Question 1171467
This question is identical to a previous question. Here's the solution again:

**1. Domain of f(g(x)) (f \circ g)**

* **f(y) = 4/(y - 2)**
    * The domain of f(y) is all real numbers except y = 2.
* **g(x) = 5/(3x - 1)**
    * The domain of g(x) is all real numbers except 3x - 1 = 0, which means x = 1/3.
* **f(g(x)) = f(5/(3x - 1)) = 4 / [(5/(3x - 1)) - 2]**
    * To find the domain of f(g(x)), we need to consider two things:
        * The domain of g(x) (x ≠ 1/3).
        * The values of x that make the denominator of f(g(x)) equal to zero.
    * Set the denominator to zero:
        * 5/(3x - 1) - 2 = 0
        * 5/(3x - 1) = 2
        * 5 = 2(3x - 1)
        * 5 = 6x - 2
        * 7 = 6x
        * x = 7/6
    * Therefore, the domain of f(g(x)) is all real numbers except x = 1/3 and x = 7/6.
    * In interval notation: (-∞, 1/3) U (1/3, 7/6) U (7/6, ∞)

* **Desmos Graphing:**
    * Go to [www.desmos.com/calculator](https://www.desmos.com/calculator).
    * Input:
        * f(y) = 4/(y - 2)
        * g(x) = 5/(3x - 1)
        * f(g(x))
    * Examine the graph of f(g(x)) to confirm the domain. You will see vertical asymptotes at x=1/3 and x=7/6.

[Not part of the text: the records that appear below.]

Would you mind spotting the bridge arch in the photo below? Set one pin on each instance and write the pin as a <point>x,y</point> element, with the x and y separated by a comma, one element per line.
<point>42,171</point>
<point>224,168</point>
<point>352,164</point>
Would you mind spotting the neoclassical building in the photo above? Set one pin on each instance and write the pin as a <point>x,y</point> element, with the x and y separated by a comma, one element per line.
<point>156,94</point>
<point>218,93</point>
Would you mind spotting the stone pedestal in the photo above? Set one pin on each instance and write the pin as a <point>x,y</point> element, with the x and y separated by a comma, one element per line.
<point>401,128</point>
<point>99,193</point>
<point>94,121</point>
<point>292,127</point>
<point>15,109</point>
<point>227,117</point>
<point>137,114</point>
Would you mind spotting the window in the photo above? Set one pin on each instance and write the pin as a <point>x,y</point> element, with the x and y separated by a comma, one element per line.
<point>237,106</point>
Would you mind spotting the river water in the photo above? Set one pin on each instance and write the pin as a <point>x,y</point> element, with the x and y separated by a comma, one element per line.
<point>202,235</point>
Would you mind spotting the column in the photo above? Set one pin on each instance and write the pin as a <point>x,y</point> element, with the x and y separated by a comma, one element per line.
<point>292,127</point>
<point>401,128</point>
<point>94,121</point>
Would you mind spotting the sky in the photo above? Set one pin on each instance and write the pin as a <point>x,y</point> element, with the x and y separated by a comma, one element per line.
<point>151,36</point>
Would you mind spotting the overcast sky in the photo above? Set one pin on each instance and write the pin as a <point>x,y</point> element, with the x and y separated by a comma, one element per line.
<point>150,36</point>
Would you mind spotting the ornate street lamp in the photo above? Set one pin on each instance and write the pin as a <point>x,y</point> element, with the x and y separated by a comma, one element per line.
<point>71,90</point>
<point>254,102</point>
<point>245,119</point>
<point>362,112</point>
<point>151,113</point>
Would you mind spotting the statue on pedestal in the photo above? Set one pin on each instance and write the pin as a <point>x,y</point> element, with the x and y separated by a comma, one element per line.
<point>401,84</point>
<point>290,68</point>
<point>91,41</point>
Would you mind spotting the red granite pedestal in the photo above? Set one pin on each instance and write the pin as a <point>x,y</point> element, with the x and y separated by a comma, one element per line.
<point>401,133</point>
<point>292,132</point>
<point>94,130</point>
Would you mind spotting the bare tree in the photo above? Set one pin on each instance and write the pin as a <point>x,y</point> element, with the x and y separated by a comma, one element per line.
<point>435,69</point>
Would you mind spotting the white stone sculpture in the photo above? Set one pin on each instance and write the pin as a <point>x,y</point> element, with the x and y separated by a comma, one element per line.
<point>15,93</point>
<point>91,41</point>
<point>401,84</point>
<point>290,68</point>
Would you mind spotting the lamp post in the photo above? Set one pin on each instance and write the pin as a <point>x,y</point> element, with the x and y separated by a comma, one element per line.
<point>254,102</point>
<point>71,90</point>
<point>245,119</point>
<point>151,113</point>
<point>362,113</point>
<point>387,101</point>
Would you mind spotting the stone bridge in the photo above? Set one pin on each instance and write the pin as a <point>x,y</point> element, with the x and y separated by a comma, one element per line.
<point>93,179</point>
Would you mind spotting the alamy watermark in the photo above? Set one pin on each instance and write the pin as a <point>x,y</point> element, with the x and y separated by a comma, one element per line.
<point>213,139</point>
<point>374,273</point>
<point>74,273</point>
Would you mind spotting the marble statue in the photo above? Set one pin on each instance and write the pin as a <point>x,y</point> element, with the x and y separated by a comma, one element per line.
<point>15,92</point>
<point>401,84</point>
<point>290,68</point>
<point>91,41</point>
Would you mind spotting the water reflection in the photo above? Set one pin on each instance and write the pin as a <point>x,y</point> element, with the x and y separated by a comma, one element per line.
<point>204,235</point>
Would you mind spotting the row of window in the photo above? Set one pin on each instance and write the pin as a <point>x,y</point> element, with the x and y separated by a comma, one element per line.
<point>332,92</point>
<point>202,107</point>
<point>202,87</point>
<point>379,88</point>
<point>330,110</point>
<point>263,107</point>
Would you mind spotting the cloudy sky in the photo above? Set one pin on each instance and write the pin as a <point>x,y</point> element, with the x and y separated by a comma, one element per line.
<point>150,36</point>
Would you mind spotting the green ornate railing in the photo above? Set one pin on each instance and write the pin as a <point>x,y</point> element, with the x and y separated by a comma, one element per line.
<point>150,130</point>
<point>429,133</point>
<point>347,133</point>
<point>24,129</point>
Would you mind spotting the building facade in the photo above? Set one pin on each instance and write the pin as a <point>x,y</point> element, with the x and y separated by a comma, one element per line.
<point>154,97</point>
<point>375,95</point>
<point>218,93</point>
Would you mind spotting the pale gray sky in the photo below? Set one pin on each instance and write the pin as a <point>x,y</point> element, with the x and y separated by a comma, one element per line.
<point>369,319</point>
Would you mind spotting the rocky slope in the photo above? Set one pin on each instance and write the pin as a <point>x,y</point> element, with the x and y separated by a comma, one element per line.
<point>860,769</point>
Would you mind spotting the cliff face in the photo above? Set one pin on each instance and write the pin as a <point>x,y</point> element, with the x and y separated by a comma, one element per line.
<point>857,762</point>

**2. Inverse of f(x) = 4 + √(x - 2)**

* **Finding the inverse:**
    * Let y = 4 + √(x - 2)
    * Swap x and y: x = 4 + √(y - 2)
    * Solve for y:
        * x - 4 = √(y - 2)
        * (x - 4)² = y - 2
        * y = (x - 4)² + 2
    * Therefore, f⁻¹(x) = (x - 4)² + 2

* **Domains and Ranges:**
    * **f(x) = 4 + √(x - 2)**
        * Domain: x - 2 ≥ 0 => x ≥ 2, or [2, ∞)
        * Range: Since √(x - 2) ≥ 0, f(x) ≥ 4, or [4, ∞)
    * **f⁻¹(x) = (x - 4)² + 2**
        * Domain: The range of f(x) becomes the domain of f⁻¹(x), so x ≥ 4, or [4, ∞)
        * Range: The domain of f(x) becomes the range of f⁻¹(x), so y ≥ 2, or [2, ∞)

* **Desmos Graphing:**
    * Go to [www.desmos.com/calculator](https://www.desmos.com/calculator).
    * Input:
        * f(x) = 4 + sqrt(x - 2)
        * y = (x - 4)² + 2 {x>=4}
        * y = x
    * The graph of f⁻¹(x) is the reflection of f(x) across the line y = x.
    * The points (11, 7) and (7, 11) are reflections of each other across the line y = x.
    * The point that is the center of the reflection is the intersection of the line y=x, and the line that goes through (11,7) and (7,11). The midpoint of (7,11) and (11,7) is (9,9). Therefore, the points are reflected about the pair (9, 9).